With Remembrance Day around the corner, documents tabled in the House of Commons this week offer a sense of the scope of homelessness among Canadian veterans, and according to one veterans group, the numbers show what they’ve been seeing on the ground: that the problem is on the rise.

The number of homeless veterans that Veterans Affairs Canada is aware of in Canada has grown every year since 2015. On Jan. 1, 2015 the department reported a total of 475 on the government’s radar; as of Jan. 1, 2016 that number had grown to 578; and as of Jan. 1, 2017 there were 687 homeless veterans in Canada. That number grew to 770 by September 2017.

"We do see that the problem is kind of on the rise," Debbie Lowther told CTV News. Lowther is chair and co-founder of Veterans Emergency Transition Services Canada (VETS Canada), a volunteer organization focused on identifying and assisting homeless veterans. She said over the last few months the numbers have been steadily increasing.

Homeless Veterans in Canada as of Sept. 1, 2017

Source: Veterans Affairs Canada

  • Saskatchewan number is actually listed as < 5, required to protect the identity of veterans
  • There were 64 Canadian veterans of unknown location, and < 5 located outside of Canada

The provinces with the highest numbers of homeless veterans are Ontario, where as of Sept. 1, 2017, there were 285; British Columbia with 147; and 134 in Alberta. There are also 64 homeless veterans whose location is unknown.

In the documents, Veterans Affairs Canada acknowledges that the department is only able to count veterans who self-identify as homeless and have been registered to receive services from the department.

Lowther said 770 homeless veterans Canada-wide is likely a little lower than the reality on the streets. VETS Canada is contracted by the government to reach out to homeless veterans and connect them with the department to receive services. Last month VETS Canada assisted more than 200 veterans who were homeless or heading towards being homeless.

"There’s been a lot of delays lately in receiving services from veterans affairs," she said.

In the documents, Employment and Social Development Canada says the data compiled from 15 communities across the country show that veterans made up 2.1 per cent of shelter users in the first half of 2017.

Past federal research has shown that in Canada, homeless veterans are typically older than the average population of homeless people in Canada, and were more likely to be male. It also found that mental health issues like post-traumatic stress disorder and substance abuse issues increase a veterans’ risk of becoming homeless.

It's 'unacceptable': O’Regan

"Veteran homelessness, no matter the number, is unacceptable," Veterans Affairs Minister Seamus O’Regan told CTV News in an emailed response to questions.

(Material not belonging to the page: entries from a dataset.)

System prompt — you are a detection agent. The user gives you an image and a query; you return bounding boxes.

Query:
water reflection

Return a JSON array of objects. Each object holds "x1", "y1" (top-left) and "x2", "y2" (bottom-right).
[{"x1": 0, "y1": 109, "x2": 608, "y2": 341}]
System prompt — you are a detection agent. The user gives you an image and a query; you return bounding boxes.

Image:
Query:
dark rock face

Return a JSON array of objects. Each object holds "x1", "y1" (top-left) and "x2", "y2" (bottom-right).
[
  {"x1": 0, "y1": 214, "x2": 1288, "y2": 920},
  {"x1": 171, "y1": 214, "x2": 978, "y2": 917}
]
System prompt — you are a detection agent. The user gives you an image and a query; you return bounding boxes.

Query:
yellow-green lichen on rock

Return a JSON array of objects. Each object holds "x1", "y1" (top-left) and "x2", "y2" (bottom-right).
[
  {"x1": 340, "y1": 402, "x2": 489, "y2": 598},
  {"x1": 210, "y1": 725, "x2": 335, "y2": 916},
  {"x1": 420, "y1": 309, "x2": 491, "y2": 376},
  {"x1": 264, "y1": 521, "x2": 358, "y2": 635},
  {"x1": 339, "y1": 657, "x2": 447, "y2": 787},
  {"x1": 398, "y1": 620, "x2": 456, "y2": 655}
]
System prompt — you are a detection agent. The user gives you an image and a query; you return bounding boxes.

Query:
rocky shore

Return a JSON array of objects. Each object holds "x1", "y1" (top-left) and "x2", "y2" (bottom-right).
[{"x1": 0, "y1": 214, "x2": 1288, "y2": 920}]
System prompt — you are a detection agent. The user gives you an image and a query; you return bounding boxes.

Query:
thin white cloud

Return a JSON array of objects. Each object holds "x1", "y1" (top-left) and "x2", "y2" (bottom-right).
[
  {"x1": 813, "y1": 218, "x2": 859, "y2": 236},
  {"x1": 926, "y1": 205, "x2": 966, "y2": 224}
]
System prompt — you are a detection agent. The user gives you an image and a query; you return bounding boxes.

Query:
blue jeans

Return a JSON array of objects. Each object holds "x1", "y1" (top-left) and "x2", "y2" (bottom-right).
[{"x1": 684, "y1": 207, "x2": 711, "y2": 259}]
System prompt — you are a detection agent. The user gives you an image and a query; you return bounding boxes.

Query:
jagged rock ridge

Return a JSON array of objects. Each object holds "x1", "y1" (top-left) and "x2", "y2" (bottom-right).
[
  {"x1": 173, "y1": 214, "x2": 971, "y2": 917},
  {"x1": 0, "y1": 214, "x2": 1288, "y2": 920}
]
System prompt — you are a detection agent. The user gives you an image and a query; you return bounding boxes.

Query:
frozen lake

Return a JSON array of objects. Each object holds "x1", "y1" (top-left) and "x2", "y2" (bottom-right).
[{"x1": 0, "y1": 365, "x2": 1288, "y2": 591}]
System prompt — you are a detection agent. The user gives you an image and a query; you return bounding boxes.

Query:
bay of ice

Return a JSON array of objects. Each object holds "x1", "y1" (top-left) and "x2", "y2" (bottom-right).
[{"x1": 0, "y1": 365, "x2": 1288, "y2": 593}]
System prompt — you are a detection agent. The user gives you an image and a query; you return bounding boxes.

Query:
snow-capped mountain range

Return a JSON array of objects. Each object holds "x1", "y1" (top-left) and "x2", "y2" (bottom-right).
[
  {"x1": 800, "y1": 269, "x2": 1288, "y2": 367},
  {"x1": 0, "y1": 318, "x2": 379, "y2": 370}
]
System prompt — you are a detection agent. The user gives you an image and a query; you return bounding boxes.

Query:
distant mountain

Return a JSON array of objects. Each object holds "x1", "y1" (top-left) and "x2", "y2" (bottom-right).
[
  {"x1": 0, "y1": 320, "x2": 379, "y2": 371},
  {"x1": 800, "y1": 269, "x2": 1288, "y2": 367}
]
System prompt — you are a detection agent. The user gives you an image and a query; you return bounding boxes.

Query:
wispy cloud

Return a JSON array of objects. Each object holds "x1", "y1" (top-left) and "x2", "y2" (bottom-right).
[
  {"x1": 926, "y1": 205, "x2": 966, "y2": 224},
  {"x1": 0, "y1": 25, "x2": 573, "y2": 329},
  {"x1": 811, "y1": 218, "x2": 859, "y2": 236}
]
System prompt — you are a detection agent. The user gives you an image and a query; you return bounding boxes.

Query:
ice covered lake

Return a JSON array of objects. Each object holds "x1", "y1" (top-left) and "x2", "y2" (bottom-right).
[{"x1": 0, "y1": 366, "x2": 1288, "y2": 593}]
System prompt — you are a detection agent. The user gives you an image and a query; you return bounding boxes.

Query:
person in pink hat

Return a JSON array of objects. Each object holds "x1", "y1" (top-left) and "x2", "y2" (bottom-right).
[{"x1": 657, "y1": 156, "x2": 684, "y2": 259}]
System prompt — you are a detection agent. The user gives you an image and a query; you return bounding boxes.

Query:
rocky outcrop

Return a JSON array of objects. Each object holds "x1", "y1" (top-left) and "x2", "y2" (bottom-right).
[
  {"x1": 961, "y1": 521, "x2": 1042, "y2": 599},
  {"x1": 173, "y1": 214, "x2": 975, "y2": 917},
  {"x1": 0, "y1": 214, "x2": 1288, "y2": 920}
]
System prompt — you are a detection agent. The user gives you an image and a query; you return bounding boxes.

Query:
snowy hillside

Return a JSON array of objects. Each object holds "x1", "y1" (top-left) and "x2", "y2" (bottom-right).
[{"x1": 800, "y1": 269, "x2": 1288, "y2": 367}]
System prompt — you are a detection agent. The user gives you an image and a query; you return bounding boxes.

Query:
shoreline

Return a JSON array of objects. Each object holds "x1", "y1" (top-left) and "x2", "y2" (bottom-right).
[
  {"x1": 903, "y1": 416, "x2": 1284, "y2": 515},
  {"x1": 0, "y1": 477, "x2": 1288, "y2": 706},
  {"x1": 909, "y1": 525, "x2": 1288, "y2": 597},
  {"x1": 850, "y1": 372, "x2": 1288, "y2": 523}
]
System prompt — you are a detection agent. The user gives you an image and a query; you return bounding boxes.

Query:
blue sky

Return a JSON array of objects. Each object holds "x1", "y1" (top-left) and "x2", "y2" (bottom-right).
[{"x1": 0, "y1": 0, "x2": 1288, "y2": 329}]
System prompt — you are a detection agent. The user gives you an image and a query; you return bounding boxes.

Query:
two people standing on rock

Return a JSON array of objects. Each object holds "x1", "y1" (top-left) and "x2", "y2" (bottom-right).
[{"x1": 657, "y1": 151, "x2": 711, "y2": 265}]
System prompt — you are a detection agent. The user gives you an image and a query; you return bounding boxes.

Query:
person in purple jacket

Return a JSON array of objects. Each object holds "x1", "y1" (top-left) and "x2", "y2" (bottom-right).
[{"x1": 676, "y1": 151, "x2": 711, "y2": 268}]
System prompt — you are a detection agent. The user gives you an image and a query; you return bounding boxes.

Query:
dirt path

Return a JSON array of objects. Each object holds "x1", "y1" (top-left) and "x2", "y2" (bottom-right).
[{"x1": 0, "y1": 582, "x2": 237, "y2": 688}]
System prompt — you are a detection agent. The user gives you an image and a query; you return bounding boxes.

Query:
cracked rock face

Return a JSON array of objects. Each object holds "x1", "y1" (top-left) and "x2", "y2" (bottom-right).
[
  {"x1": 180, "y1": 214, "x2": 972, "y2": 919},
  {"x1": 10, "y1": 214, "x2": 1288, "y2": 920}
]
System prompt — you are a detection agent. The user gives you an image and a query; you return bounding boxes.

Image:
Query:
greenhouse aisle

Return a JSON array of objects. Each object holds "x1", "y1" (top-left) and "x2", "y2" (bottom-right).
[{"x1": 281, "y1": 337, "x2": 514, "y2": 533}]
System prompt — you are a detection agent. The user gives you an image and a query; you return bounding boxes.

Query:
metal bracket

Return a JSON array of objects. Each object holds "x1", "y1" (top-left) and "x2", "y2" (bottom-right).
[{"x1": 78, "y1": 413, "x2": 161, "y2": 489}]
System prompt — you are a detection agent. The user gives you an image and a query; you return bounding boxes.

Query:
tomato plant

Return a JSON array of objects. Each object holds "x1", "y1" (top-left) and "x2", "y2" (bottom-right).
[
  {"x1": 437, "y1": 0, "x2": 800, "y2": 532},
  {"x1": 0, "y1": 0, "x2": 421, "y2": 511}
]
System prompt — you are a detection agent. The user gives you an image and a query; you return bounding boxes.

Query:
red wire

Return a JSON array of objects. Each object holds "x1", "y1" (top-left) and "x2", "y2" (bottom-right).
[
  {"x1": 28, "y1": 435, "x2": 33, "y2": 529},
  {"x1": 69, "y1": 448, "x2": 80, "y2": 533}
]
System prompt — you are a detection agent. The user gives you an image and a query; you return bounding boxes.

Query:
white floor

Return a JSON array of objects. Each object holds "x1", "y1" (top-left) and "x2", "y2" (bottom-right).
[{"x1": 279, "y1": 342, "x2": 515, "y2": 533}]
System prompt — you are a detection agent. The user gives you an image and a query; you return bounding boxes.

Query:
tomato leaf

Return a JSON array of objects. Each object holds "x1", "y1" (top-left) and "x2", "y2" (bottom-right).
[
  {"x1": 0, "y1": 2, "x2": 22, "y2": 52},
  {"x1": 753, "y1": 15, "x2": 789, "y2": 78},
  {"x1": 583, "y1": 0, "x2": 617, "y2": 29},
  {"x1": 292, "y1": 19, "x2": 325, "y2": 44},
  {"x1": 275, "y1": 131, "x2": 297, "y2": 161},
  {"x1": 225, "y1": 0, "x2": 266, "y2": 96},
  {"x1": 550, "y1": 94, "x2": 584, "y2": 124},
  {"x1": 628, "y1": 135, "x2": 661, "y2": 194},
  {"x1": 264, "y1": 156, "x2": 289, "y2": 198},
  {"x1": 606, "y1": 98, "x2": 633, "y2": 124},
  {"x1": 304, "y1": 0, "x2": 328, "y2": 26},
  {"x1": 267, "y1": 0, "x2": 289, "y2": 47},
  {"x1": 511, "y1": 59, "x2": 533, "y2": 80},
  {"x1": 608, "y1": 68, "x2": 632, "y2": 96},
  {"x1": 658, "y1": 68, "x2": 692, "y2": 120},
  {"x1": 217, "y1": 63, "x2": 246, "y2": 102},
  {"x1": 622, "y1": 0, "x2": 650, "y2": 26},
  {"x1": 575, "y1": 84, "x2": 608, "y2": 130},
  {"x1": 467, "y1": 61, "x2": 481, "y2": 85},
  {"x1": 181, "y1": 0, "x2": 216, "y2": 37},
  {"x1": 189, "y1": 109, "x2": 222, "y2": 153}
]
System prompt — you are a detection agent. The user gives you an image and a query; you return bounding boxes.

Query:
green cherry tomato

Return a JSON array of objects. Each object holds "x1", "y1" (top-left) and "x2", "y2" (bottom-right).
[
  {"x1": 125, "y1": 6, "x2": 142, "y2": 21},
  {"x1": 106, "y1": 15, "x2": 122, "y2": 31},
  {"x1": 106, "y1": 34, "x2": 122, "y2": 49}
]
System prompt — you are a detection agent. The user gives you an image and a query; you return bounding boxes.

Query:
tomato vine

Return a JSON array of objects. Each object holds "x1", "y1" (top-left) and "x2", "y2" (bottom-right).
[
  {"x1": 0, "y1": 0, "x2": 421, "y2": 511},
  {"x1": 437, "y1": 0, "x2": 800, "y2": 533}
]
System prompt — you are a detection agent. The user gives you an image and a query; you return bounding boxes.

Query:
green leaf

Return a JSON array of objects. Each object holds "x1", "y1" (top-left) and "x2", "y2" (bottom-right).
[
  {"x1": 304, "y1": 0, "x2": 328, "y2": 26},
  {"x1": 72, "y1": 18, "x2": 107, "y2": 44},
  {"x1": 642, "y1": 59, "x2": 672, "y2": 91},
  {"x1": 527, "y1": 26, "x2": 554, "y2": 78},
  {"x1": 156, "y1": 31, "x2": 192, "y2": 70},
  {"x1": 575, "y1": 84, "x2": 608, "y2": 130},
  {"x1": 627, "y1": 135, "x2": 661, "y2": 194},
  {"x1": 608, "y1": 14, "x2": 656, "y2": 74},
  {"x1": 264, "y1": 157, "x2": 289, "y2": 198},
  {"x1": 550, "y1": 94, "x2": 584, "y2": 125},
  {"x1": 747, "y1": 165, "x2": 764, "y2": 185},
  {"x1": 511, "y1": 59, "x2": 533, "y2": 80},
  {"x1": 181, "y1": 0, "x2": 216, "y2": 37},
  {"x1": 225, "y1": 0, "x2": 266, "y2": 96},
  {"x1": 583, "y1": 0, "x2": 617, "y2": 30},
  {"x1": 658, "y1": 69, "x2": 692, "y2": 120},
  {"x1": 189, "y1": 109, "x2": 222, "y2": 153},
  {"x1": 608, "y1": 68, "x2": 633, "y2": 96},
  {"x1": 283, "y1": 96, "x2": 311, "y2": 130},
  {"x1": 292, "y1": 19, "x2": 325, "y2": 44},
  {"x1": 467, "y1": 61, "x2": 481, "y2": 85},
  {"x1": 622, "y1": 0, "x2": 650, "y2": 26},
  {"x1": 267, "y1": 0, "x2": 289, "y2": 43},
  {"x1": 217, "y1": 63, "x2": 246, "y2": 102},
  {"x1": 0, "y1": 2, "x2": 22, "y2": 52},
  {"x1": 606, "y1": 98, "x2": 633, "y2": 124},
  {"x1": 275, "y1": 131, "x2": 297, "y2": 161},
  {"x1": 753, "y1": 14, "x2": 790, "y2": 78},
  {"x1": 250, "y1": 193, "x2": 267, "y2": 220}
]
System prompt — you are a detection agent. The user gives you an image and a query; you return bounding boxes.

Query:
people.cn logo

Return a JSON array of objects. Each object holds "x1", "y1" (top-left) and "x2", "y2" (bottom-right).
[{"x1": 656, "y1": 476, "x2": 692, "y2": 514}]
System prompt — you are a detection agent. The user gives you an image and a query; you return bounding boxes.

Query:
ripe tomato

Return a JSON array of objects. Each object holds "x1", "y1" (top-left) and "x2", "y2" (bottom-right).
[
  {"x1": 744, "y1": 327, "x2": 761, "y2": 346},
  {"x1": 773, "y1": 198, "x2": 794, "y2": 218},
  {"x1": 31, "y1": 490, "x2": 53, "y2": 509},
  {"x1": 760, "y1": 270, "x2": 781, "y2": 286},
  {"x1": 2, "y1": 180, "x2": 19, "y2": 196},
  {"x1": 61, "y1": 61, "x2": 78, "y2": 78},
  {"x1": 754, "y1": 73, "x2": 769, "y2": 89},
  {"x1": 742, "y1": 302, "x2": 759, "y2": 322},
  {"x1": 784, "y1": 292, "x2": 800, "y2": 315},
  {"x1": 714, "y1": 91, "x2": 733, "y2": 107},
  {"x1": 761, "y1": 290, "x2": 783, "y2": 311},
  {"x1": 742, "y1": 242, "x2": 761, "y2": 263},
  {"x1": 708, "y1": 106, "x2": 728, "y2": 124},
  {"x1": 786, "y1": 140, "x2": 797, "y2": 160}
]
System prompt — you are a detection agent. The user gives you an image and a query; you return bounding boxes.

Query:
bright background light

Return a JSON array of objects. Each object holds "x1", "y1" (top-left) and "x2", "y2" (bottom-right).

The minister says the increase in homeless veterans on their radar is correlated to efforts to find and connect homeless veterans with federal services. O’Regan cited their partnership with VETS Canada as a central part of that.

"The first priority is to find homeless veterans where they are, inform them of the help that is available to them, assist them in seeking and getting that help, and help them get off the streets and find suitable housing," said O’Regan.

The 2017 budget included $4 million over 4 years for an emergency fund for veterans, to cover urgent needs like shelter and food. It won’t be in place until April 1, 2018. The Liberals have also established a new secretariat within Veterans Affairs Canada that is focused on transition to civilian life, family support, and homelessness.

Federal plan coming

The government was expected to release strategy to tackle homelessness among veterans, this fall. While that’s not being ruled out, Minister of Families, Children and Social Development Jean-Yves Duclos' office confirmed that the coming broader national housing strategy will include new supports for veterans.

It’s expected that plan will be unveiled in the coming weeks.

"Our government is taking concrete and significant steps to provide more stable housing to all who find themselves homeless, and increase the support for vulnerable groups, especially Veterans," O’Regan said.

'It’s shameful': Tory critic

The data was released by the government in response to an order paper question—a formal request for information that the government must respond to—from Conservative MP Steven Blaney.

"It’s outrageous, in my mind. A 62 per cent increase," Conservative veterans affairs critic Phil McColeman told CTV News, citing the influx of reported homeless veterans between 2015 and 2017.

He said O’Regan should be doing more to help with transition and address what the numbers show to be a growing number of homeless veterans seeking help.

"These are people who have come out of the military and are not being served, their needs are not being served," McColeman said. "It means more and more veterans are out there struggling... It’s shameful because these are the people who should be top priority."